CINECA Synthetic Cohort EUROPE UK1

Dataset managers- Coline Thomas, Isuru Liyanage & Dylan Spalding

This dataset consists of 2504 samples which have genetic data based on 1000 Genomes data (phase3 and Geuvadis), and 76 synthetic subject attributes and phenotypic data derived from UKBiobank. The UK Biobank is a very large and detailed prospective study with over 500,000 participants aged 40–69 years when recruited in 2006–2010. The study has collected and continues to collect extensive phenotypic and genotypic detail about its participants, including data from questionnaires, physical measures, sample assays, accelerometry, multimodal imaging, genome-wide genotyping and longitudinal follow-up for a wide range of health-related outcomes. 


Subject attributes and phenotypic data

The sample attributes and phenotypic data were selected to cover the minimal metadata model and the three main CINECA use cases plus additional general and demographic attributes resulting in a total of 76 sample attributes or phenotypes. The phenotypic data were initially derived using the TOFU tool, which generates randomly generated values based on the UKBiobank data dictionary. Categorical values were randomly generated based on the data dictionary, continuous variables were generated based on the distribution of values reported by the UK Biobank showcase, and date/time values were random. Some related phenotype variables were regrouped by their category such as 'Nervous system disorders' or 'Respiratory system disorders'. Once the initial set of phenotypes and attributes were generated, the data were checked for consistency and where possible dependent attributes were calculated from the independent variables generated by TOFU. For example, BMI was calculated from height and weight data, and age at death generated by date of death and date of birth.

 
Genetic data for quality control pipelines

The genetic data are derived from the 1000 Genomes Phase 3 release (v5a phase 3 VCFs, across all autosomes, including X), using all 2504 samples. The genotype data consists of a single joint call VCF file with call genotypes for all 2504 samples, plus bed, bim, fam, and nosex files generated via plink for these samples and genotypes. The genotype data has had a variety of errors introduced to mimic real data and as a test for quality control pipelines. These include gender mismatches, ethnic background mislabelling and low call rates for a randomly chosen subset of sample data as well as deviations from Hardy Weinberg equilibrium. 
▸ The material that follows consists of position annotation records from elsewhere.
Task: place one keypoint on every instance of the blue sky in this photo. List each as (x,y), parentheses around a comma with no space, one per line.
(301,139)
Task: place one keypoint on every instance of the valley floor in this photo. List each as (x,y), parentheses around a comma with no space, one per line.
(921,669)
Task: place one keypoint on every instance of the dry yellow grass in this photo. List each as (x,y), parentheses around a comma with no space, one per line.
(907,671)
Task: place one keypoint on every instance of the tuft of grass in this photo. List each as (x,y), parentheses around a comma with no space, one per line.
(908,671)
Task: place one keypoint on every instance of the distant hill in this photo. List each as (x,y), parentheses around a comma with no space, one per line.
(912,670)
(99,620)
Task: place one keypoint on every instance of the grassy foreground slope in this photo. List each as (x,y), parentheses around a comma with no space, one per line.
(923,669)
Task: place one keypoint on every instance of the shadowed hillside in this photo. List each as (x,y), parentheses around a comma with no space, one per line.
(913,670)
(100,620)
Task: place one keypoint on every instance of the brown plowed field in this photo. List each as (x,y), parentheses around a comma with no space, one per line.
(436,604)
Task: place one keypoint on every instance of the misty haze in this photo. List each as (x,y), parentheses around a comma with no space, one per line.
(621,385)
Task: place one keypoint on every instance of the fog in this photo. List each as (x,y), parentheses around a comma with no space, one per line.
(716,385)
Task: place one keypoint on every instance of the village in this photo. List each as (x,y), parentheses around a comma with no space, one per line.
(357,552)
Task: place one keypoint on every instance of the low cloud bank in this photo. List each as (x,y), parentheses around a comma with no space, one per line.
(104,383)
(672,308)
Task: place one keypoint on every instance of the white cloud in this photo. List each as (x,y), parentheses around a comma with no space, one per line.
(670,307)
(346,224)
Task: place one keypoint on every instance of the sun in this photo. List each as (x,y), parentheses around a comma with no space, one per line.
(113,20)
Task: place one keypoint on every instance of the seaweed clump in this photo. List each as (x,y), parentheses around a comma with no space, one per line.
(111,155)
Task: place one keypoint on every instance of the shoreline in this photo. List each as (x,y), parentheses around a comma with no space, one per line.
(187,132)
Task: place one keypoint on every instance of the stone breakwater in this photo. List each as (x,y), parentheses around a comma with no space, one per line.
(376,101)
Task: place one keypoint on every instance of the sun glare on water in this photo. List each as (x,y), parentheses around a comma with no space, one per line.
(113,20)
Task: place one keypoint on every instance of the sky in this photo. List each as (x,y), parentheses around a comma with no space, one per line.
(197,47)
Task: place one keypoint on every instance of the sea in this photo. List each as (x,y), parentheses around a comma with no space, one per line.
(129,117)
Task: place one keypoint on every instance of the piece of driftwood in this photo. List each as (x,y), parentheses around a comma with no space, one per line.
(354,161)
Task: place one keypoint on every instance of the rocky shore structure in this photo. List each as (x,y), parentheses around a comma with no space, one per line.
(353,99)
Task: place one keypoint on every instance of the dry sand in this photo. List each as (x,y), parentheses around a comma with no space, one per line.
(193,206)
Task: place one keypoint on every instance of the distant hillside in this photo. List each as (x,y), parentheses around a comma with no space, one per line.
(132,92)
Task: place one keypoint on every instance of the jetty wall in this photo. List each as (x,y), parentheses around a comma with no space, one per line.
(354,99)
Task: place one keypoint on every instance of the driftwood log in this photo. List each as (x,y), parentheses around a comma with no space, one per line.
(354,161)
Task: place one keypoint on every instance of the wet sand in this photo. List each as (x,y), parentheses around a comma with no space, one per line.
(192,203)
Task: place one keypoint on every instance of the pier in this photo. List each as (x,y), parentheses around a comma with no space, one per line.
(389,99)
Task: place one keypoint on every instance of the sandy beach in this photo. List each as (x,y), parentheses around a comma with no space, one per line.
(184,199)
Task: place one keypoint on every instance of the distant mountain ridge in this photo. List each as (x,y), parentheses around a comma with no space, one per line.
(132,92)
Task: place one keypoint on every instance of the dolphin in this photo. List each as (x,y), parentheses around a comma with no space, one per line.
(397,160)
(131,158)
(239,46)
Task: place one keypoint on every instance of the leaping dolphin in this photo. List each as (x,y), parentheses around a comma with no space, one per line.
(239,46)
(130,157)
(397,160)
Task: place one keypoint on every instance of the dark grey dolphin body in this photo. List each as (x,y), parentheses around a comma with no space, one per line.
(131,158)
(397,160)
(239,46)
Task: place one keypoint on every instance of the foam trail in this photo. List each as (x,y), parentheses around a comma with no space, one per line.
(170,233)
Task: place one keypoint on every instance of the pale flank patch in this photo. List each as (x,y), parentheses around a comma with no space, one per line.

Additionally, 40 samples have raw genetic data available in the form of both bam and cram files, including unmapped data.  The gender of the samples in the 1000 genomes data has been matched to the synthetic phenotypic data generated for these samples. However, no other genotype/phenotype matching were done on this dataset. 


RNAseq data for the CINECA eQTL use-case

445 individuals from the 1000 Genomes phase3 data also had previous RNAseq data from the Geuvadis collection which could be used for eQTL analysis. These files were added to the dataset and linked to a set of corresponding fake samples.

The phenotypic sample data are available in the development version of Biosamples and licensed under the Creative Commons Licence (CC-BY). The genetic data was then linked to the synthetic phenotype data in BioSamples and submitted to EGA as dataset UK1 (dataset ID EGAD00001006673). The 1000 Genomes data is licensed under the Attribution-NonCommercial-ShareAlike 3.0 Unported (CC BY-NC-SA 3.0) license.